Now that the value of e-tailing stocks has receded, Congress is moving in for the kill.

A bill to extend the moratorium on Internet sales taxes has stalled in the Senate, and my guess is a bill to allow such taxes (along with taxes on mail order goods) will be passed next year.

Congress has to act on the sales tax issue because of past Supreme Court rulings. Federal approval is needed for states to cross their own lines and grab money out of others’ pockets including merchants’ pockets.

Rather than bemoan how we lost this fight or complain about its paperwork burden, I’m going to, in the best Internet tradition, talk about how you can get around it.

The dodge being used is that merchants across the country will impose the tax based on where the buyer is, ending the canard that this is a business tax and not a personal tax. (It’s all in the name of “fairness,” claims tax-and-spend advocate Ernest Istook of Oklahoma.) But tax rates vary greatly, and in five states the rate is zero.

So let’s look for your new home.

You can choose to live in Alaska, Delaware, New Hampshire, Montana, or Oregon. Of course, you don’t actually have to live there. You can move virtually.

Do you live in New Jersey, Virginia or New York? You’re in luck. Just get a Delaware-based ISP and an “address” (a postal drop) in nearby Delaware and start buying. You can visit your stuff later, or have UPS deliver it.

Did the republican governor claim that’s a tax dodge and threaten to go after you? OK, rent a room in a nice hotel when it’s time for your big shopping spree.
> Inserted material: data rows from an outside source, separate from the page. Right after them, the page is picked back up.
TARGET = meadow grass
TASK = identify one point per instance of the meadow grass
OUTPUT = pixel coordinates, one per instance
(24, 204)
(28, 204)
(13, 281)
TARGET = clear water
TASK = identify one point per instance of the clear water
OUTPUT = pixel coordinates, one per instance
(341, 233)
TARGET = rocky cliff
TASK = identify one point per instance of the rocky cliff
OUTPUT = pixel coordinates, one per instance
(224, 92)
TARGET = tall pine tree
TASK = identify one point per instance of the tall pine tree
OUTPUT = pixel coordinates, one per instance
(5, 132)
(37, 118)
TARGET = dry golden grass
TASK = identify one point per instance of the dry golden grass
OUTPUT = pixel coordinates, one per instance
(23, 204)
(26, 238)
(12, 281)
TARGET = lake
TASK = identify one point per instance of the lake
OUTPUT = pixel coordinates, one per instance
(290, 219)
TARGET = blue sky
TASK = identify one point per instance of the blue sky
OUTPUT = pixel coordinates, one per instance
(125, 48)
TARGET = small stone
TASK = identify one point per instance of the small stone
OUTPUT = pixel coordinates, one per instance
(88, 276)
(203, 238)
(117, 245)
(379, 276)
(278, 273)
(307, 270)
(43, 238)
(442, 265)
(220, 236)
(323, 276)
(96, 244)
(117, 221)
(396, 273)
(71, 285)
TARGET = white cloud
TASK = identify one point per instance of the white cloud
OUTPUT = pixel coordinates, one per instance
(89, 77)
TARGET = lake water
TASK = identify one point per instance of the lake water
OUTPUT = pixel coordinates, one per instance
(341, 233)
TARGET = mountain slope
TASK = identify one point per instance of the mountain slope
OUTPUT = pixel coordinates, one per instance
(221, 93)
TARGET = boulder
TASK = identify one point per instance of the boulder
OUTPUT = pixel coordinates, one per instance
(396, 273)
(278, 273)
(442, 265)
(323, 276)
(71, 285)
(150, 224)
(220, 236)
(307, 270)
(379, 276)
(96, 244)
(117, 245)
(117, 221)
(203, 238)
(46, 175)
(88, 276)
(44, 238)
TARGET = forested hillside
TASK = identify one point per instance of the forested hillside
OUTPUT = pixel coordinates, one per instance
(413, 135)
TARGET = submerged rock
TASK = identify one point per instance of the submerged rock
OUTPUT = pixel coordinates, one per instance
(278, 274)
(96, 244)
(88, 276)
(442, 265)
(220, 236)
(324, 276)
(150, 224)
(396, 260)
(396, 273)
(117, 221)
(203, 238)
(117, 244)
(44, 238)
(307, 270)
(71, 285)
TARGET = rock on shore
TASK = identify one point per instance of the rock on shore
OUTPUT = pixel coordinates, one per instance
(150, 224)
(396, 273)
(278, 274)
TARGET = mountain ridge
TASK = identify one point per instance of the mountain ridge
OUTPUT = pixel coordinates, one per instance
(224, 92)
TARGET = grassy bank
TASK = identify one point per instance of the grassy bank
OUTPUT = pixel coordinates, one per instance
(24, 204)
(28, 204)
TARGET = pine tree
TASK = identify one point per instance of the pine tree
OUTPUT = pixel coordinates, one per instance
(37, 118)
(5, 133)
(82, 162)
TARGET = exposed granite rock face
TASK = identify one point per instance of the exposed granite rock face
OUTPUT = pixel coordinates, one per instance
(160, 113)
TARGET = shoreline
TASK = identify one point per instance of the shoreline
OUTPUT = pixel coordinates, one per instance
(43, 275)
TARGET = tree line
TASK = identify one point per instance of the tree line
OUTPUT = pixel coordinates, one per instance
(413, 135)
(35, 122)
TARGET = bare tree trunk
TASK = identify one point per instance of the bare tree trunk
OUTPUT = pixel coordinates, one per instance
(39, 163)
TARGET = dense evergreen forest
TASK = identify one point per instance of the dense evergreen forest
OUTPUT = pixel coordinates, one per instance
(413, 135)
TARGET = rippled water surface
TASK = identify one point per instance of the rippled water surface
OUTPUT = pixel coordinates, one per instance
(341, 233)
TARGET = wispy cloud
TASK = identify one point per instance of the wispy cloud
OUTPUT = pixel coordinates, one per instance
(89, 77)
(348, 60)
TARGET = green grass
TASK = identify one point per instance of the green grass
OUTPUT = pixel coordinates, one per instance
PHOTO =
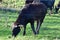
(49, 30)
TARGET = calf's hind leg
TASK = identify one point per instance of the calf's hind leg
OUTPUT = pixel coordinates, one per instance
(33, 28)
(39, 22)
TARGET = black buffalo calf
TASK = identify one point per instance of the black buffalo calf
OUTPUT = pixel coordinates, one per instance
(30, 13)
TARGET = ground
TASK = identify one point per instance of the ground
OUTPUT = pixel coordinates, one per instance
(50, 29)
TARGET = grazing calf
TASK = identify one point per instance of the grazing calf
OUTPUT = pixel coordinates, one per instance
(48, 3)
(30, 13)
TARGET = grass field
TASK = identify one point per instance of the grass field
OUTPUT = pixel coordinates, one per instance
(50, 29)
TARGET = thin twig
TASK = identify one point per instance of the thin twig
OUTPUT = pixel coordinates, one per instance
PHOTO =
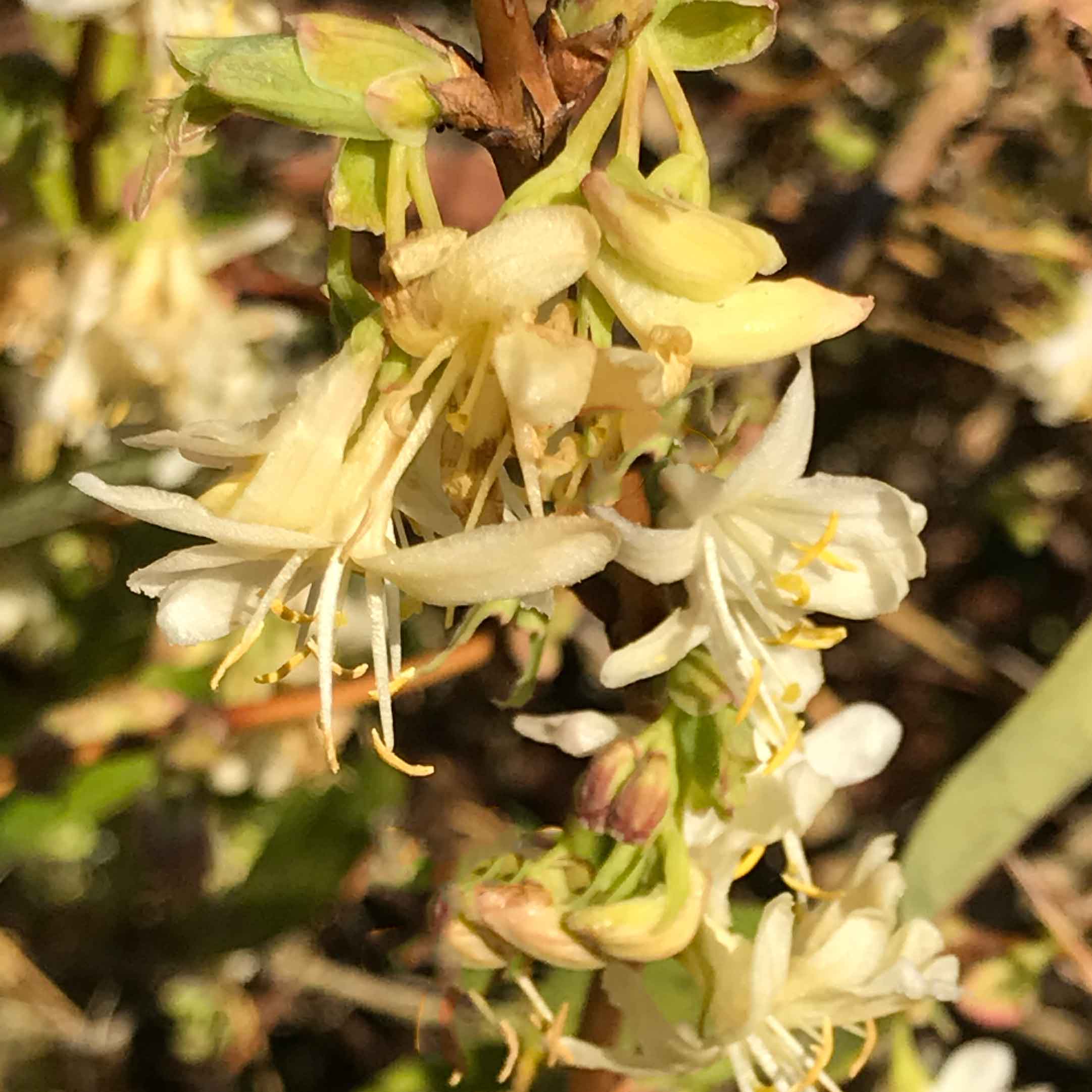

The Hotel du Pont is very nice. The Inn at Montchanin is on the National Register of Historic Places, but call ahead and make sure their modem ports are OK. Now, shop until you drop and have it delivered to the lodge while you vacation.

Don’t think this makes sense? Rhode Island has a seven percent state tax levy, and when you add local taxes, many places charge even higher rates. If you spend $10,000 in Rhode Island you just saved $700, more than the cost of your Delaware (or New Hampshire) vacation. Room service, anyone?

I can see this becoming a regular business. Let’s incorporate in Oregon for those California residents. Let’s start a business in New Hampshire live free or die.

Think the states will still stop you? Don’t bet on it. People have been traveling to avoid sales taxes for years. And while some merchants might raise prices (and profits) to compensate for their lack of tax, remember that when you dodge taxes, you can virtually shop anywhere the rate is defined by where you are, not where the store is.

There’s one more thing. The fight isn’t over yet. Sales taxes are the most regressive taxes we have (poor people spend most of their income, rich people save most of theirs), so it’s most popular in conservative precincts where an anti-tax political argument is most effective.

This means it’s still possible to get rid of the offending politicians. Every member of the U.S. House is up for re-election this year, and so are most state legislators. It’s time to see just how powerful the Internet really is as a political medium.